Talking MDM with the CEO
Guest Post by
Jakki Geiger, Director, MDM Marketing, Informatica
Seventy-one percent of C-level executives at large multinational corporations recognize the value of data as a corporate asset essential to growth, profitability, and competitive advantage. Yet just 39 percent of them believe their organizations make very effective use of their information.
This alarming gap in C-level perceptions between the value and usability of corporate data was revealed in a Pricewaterhouse Coopers (PwC) Management Barometer survey last year, and it underscores a fundamental problem that afflicts most organizations--they don't put good data in the hands of the business people who need it.
One wonders how those C-level executives would have responded if PwC asked, "What could your company do to improve the value and usability of its data?" Chances are most would have merely shrugged. From the executive suite down through business analyst ranks, too many business users feel powerless in obtaining the accurate, reliable information they need, or they spend untold hours hunting for it across disparate systems.
If you mention a term like "master data management " or "MDM" to a non-technical business user, you're likely to get a dazed look. But if you showed business users how they could easily access and use trusted, reliable master data (such as data about customers, products, channel partners and the relationships between them) to do their jobs better, you'd get a different reaction.
The fact is that MDM isn't rocket science. The IT crew does need to do the technical-level implementation and establish connectivity between an MDM repository and the applications from which it will source data, but after that, business users can get into the driver's seat. Today, the best MDM solutions empower ordinary business users with easy-to-use tools to put master data to work to address common business problems.
Here's a typical example, using MDM in a business-to-business (B2B) sales environment. To best do their jobs, sales and channel personnel need comprehensive, accurate information on customer accounts, contacts, corporate hierarchies, channel partners, products, and more. Yet even small discrepancies in spelling a customer's name (using myself as an example, I use Jacqueline for my billing information and Jakki for my shipping information--talk about a customer information management nightmare) can cause major problems. And many times, customer-facing personnel have no reliable view of product penetration, partner conflicts or gaps, or sales potential. The result is missed opportunity and lost revenue.
Through an intuitive interface, MDM lets users sort, filter, drill down and reconcile discrepancies that exist between similar data in different systems. From a hodgepodge of contradictory, inaccurate data, business users can point and click to generate the single, reliable view they need, without IT assistance.

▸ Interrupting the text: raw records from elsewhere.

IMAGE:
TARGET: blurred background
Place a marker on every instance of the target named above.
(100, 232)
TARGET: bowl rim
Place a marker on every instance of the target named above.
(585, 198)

The next time your CEO or any business person asks what can be done to improve data value and usability, don't let the conversation end as soon as you mention MDM. Explain to the user how MDM can put them in control of enterprise data, and point them to an executive brief that outlines the business usage of MDM in practical, step-by-step fashion, with how-to illustrations.




Comments
This is a great blog. Creating quick reference material such as an executive brief, about MDM helps in establishing share of mind and heart.